Sample size and power calculation
In order to detect a clinically significant difference in the primary outcome measure of "Timed up and go" of 10 sec (from a likely range of 10-40 sec), with a probability of 80% at a two sided 5% significance level a total of 116 patients (58 per group) must enter the study. This calculation was performed assuming a SD of the timed up and go of 19 sec [52]. Since there are indications that the distributions of the primary endpoint variable is skewed, the use of a nonparametric test should increase the actual power. To allow for drop-outs 60 participants per intervention will be recruited.
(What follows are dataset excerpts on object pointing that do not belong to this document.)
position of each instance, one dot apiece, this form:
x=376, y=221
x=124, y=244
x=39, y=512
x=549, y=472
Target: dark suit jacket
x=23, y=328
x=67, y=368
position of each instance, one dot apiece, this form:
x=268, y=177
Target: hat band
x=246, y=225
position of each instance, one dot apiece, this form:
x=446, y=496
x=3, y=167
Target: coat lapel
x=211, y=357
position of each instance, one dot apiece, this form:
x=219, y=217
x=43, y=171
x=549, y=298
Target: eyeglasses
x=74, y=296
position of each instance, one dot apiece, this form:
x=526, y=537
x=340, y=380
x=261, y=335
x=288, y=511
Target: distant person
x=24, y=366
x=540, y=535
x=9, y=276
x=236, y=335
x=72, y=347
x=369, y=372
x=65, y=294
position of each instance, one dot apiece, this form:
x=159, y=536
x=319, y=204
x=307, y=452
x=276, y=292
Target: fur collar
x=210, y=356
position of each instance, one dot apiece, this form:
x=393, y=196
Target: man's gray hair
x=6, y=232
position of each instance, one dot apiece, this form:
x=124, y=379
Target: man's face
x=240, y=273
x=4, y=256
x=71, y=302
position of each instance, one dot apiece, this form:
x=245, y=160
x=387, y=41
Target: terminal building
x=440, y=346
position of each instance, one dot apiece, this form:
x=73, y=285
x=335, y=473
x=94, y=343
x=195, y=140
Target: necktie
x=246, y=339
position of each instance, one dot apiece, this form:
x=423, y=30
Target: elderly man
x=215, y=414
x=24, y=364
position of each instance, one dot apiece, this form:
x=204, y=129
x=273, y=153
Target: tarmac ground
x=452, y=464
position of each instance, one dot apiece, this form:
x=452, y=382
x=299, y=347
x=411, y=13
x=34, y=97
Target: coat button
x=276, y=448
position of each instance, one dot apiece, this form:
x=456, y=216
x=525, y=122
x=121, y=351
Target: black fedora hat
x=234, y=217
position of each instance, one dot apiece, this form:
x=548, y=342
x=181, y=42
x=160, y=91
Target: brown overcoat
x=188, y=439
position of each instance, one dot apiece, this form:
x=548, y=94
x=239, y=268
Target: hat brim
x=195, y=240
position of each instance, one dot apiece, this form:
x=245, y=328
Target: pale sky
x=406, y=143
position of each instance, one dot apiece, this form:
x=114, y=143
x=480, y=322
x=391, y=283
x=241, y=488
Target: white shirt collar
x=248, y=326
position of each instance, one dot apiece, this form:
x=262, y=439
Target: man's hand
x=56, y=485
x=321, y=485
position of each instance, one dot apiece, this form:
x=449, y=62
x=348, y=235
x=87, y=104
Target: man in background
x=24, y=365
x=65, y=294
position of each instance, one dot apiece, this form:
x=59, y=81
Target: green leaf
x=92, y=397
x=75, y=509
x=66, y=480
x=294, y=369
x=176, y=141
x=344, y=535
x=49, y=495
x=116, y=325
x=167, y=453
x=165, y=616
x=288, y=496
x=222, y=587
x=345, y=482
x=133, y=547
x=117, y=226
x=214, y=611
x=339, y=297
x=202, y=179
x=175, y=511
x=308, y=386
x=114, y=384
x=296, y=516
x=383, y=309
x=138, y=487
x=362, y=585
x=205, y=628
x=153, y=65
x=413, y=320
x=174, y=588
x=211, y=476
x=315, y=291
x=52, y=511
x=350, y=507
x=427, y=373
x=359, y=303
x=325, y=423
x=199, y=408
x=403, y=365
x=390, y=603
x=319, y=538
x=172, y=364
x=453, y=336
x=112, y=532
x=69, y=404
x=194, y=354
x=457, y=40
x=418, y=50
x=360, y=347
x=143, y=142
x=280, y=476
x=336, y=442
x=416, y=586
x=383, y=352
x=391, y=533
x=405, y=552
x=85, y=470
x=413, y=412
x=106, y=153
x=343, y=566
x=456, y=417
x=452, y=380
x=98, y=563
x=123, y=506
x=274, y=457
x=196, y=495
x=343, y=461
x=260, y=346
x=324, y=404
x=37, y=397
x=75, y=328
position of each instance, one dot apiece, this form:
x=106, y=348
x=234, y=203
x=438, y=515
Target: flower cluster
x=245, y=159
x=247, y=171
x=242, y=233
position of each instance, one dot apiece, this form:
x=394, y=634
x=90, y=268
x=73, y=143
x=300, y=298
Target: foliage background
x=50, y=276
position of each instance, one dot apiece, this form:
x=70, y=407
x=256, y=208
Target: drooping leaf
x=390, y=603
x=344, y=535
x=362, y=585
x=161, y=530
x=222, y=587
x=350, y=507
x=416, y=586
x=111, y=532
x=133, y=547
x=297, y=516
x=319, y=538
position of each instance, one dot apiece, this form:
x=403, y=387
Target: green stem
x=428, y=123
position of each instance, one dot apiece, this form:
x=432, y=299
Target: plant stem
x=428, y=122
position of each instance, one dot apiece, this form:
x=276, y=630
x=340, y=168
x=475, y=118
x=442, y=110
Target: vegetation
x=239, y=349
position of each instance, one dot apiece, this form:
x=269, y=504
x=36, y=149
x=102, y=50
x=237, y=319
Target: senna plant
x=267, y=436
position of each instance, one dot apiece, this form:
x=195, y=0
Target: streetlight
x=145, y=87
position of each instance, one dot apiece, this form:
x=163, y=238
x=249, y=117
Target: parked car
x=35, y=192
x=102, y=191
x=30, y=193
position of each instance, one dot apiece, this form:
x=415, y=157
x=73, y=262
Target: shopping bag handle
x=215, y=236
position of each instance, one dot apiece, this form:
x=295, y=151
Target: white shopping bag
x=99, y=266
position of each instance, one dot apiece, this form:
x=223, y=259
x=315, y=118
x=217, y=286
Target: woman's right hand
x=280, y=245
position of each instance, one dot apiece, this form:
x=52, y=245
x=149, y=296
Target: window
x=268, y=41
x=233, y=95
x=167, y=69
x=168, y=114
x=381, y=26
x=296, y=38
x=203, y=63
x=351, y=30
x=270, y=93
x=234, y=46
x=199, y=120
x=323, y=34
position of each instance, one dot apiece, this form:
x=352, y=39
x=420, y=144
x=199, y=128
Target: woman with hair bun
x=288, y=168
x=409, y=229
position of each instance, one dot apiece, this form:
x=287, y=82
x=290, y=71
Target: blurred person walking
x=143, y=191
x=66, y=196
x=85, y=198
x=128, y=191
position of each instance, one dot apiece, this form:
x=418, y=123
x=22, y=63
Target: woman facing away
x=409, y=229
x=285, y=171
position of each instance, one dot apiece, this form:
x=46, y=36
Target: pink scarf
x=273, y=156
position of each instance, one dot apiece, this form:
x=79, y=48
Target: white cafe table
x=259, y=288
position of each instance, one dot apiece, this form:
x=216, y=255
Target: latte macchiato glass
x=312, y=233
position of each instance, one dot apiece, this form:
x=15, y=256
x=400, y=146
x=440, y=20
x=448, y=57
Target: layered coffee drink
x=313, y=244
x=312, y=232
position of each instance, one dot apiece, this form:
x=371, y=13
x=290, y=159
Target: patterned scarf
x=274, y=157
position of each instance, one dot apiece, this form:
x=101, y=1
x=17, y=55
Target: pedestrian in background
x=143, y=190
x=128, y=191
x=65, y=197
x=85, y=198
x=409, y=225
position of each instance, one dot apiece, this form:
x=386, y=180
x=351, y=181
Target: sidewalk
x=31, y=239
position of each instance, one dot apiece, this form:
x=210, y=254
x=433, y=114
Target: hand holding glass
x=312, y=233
Randomization and allocation concealment
Subjects will be randomised into cane or TheraTogs group using a computer generated randomisation programme. Allocation will be concealed with group allocation contained in centrally held sealed envelopes at Maastricht University.
Statistical methods
The primary analysis will be performed in an intention-to-treat fashion, i.e. all subjects who where randomised and have at least a Timed Up and Go assessment before start of therapy will be included in all analyses. In the primary analysis, missing values will be replaced by the last available value. If no value under or after treatment is available, the value measured before start of therapy will be used.
The primary analysis will be performed on the Timed Up and Go after 5 weeks of therapy. A nonparametric two sample Wilcoxon-Mann-Whitney test will be performed. Significance levels will be 5%. As robustness analyses, an analysis of covariance will be performed with the value before start of therapy as covariate and centre and therapy as factors. 95% CI's will be calculated based on this analysis. Descriptive statistics for all data will be presented. For continuous data, this will include the change from pre-therapy values. Pre-therapy values will be compared between groups to identify relevant co-variables.